Juice them, roast them, add them to salads or snack on the baby variety — no matter how you slice them, carrots are a natural diuretic and a good idea if having a svelte middle is your goal.
Artichokes can have a powerful diuretic effect, and in some instances can rival the effects of prescription medication. But that’s not all. Artichokes are also good for the digestive system. It’s a bloat-beating double whammy. They’re also packed with vitamins and minerals, so you’re nourishing the body and optimizing its functions while helping rid it of excess fluid.
The enzyme papain, contained in papaya, helps break down proteins in your GI tract, which makes digestion easier and make you less susceptible to gassy bloat. This tropical fruit also has anti-inflammatory properties, as well as high fiber content which is great for getting bloat causing waste out of your system.
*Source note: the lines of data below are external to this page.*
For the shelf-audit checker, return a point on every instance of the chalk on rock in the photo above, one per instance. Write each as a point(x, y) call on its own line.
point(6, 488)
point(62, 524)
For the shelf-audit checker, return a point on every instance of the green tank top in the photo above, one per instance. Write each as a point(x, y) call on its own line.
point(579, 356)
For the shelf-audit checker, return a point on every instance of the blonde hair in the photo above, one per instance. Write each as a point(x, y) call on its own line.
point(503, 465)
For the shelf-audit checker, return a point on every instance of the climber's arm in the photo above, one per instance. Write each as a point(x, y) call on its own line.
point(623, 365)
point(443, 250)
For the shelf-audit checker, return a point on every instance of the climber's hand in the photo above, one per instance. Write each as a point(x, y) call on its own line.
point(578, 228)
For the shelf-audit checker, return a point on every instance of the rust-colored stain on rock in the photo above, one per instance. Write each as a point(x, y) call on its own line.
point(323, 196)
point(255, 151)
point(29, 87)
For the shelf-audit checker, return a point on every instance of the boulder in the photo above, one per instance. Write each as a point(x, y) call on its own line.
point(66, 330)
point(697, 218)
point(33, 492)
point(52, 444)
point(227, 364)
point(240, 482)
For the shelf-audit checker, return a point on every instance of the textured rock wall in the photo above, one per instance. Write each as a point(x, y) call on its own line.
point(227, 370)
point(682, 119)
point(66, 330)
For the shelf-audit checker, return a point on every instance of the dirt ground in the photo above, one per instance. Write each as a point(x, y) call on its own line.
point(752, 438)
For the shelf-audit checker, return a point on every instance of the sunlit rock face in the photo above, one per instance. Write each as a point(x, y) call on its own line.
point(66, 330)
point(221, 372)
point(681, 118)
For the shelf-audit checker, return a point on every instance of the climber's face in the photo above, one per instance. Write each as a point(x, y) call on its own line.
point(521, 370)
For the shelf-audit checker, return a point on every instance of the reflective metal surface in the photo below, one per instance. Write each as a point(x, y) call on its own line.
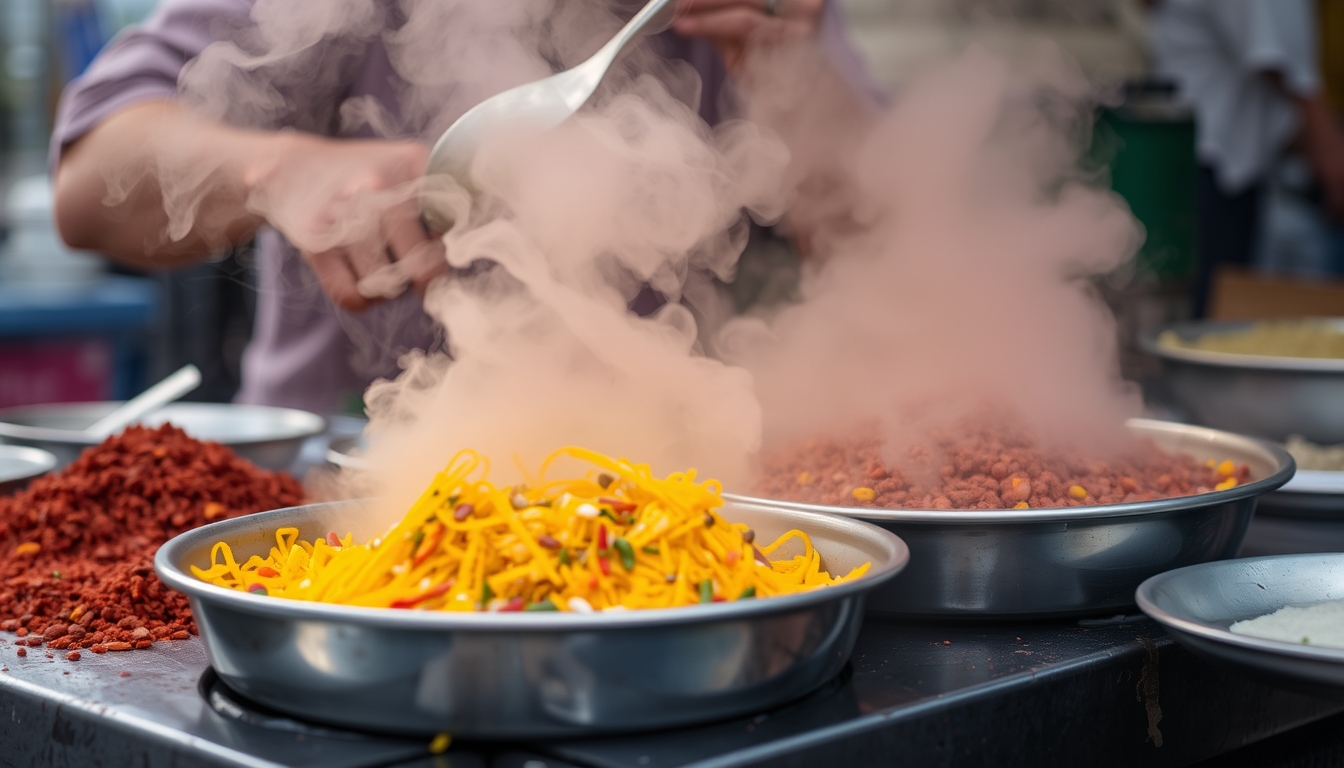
point(20, 464)
point(1070, 561)
point(1253, 394)
point(1199, 603)
point(508, 675)
point(266, 436)
point(539, 104)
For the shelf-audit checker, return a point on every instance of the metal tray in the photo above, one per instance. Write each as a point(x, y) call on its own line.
point(20, 464)
point(1253, 394)
point(510, 675)
point(266, 436)
point(999, 564)
point(1199, 603)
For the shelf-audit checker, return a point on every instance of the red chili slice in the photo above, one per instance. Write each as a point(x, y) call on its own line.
point(428, 545)
point(514, 604)
point(438, 591)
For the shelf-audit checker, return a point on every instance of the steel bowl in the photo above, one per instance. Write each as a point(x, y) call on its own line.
point(1000, 564)
point(1199, 603)
point(1253, 394)
point(20, 464)
point(514, 675)
point(266, 436)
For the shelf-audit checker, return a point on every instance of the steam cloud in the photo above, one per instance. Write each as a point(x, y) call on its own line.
point(953, 242)
point(968, 284)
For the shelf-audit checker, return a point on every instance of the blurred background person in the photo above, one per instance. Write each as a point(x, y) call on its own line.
point(1250, 70)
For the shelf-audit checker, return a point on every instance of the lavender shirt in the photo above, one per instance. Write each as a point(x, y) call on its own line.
point(305, 353)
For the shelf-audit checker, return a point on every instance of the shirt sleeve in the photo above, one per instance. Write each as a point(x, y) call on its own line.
point(141, 65)
point(839, 49)
point(1272, 35)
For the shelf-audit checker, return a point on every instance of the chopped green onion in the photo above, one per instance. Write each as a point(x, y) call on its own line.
point(625, 550)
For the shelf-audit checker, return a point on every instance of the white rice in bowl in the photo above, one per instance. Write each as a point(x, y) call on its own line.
point(1317, 624)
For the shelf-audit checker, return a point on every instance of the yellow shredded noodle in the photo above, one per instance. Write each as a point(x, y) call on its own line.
point(616, 540)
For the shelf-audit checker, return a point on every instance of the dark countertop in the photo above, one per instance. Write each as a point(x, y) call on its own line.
point(1047, 693)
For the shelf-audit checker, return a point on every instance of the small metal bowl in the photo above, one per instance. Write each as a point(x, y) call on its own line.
point(1199, 603)
point(515, 675)
point(1253, 394)
point(19, 466)
point(266, 436)
point(1019, 564)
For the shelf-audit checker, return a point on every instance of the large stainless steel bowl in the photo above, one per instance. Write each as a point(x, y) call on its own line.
point(1199, 603)
point(20, 464)
point(1253, 394)
point(506, 675)
point(995, 564)
point(269, 437)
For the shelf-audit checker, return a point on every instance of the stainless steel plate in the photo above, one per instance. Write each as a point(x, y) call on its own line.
point(1253, 394)
point(1199, 603)
point(20, 464)
point(996, 564)
point(266, 436)
point(504, 675)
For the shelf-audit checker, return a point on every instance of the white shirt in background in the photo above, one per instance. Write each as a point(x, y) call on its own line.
point(1218, 53)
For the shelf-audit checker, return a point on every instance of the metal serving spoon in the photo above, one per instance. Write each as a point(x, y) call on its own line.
point(172, 388)
point(543, 104)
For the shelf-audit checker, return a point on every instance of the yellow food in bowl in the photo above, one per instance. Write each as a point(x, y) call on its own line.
point(616, 540)
point(1313, 338)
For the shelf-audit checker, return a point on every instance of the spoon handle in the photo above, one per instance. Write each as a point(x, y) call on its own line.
point(176, 385)
point(629, 32)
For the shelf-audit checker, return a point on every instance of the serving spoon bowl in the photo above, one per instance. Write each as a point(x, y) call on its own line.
point(540, 104)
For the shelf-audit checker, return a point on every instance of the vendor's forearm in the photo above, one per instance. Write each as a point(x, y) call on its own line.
point(113, 182)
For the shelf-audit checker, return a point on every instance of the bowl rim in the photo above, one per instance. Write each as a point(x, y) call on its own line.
point(170, 554)
point(1144, 597)
point(1282, 474)
point(295, 418)
point(1149, 343)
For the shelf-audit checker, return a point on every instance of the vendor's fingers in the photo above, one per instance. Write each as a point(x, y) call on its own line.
point(338, 279)
point(424, 262)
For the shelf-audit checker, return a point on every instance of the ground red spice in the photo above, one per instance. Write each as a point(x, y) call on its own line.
point(78, 545)
point(977, 464)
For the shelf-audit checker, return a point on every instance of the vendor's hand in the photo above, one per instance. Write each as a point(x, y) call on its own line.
point(735, 26)
point(350, 207)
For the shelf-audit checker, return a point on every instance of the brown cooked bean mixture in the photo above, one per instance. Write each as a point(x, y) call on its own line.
point(981, 466)
point(79, 545)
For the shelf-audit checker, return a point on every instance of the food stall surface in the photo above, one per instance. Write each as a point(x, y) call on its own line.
point(1053, 693)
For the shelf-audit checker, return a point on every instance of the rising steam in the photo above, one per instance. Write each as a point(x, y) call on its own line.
point(969, 284)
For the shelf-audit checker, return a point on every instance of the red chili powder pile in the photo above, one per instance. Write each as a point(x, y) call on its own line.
point(78, 545)
point(981, 464)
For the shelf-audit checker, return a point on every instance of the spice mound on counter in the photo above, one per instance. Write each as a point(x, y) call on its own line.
point(981, 464)
point(79, 545)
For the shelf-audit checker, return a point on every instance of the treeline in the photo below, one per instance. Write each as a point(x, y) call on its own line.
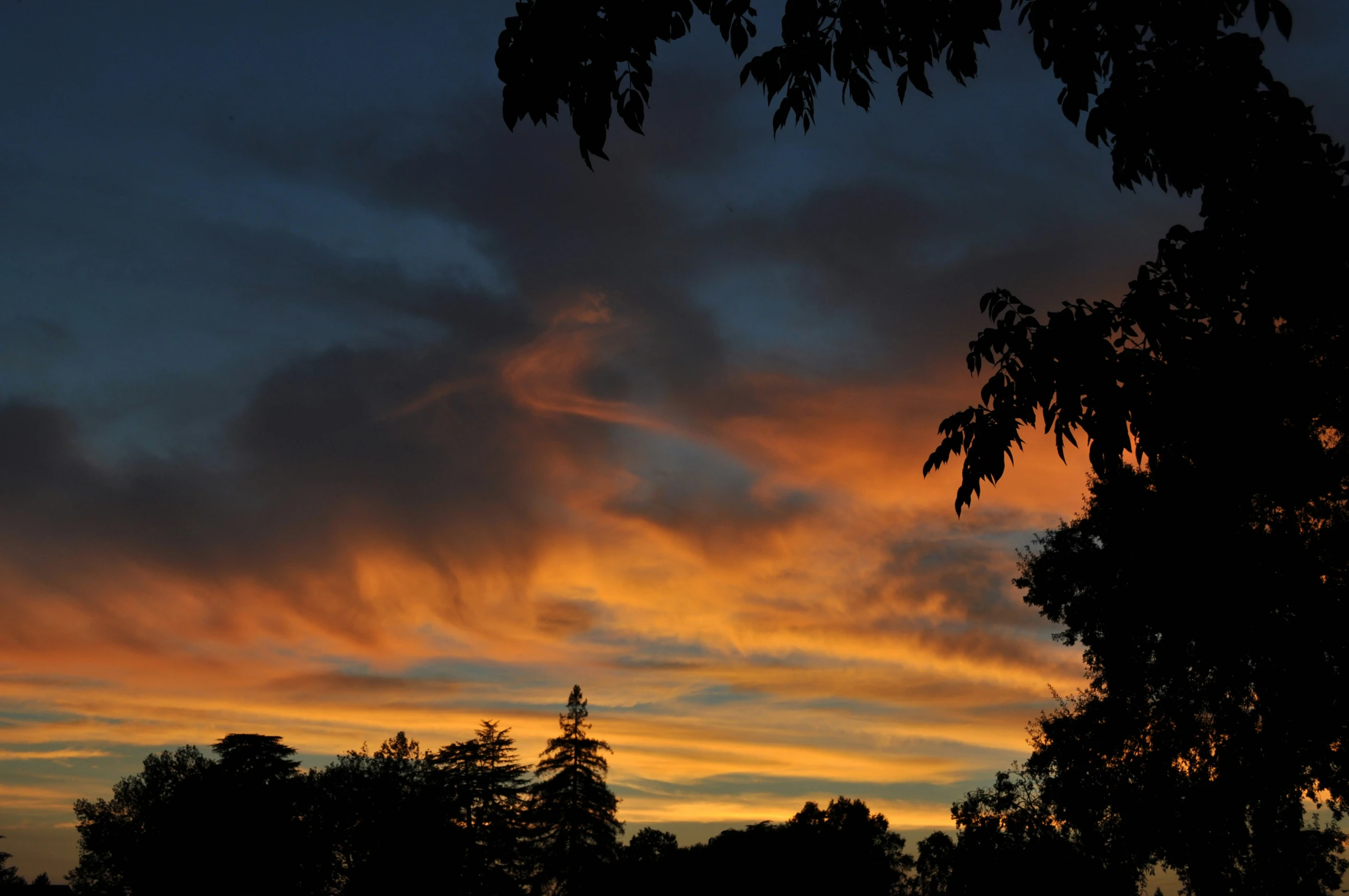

Fennel seeds contain a compound that relaxes GI spasms, which allows gas to pass and relieve bloating. Chew on the seeds directly or sip on a fennel tea at the end of a meal.
Pineapple contains potassium — an important part of any anti-bloat diet — but it also contains bromelain. Bromelain is an enzyme that aids in the digestion of proteins. Most of the bromelain in pineapple is in the stem which is not as tasty as the flesh but if you can blend or juice the bloat-beating stem with the sweeter flesh.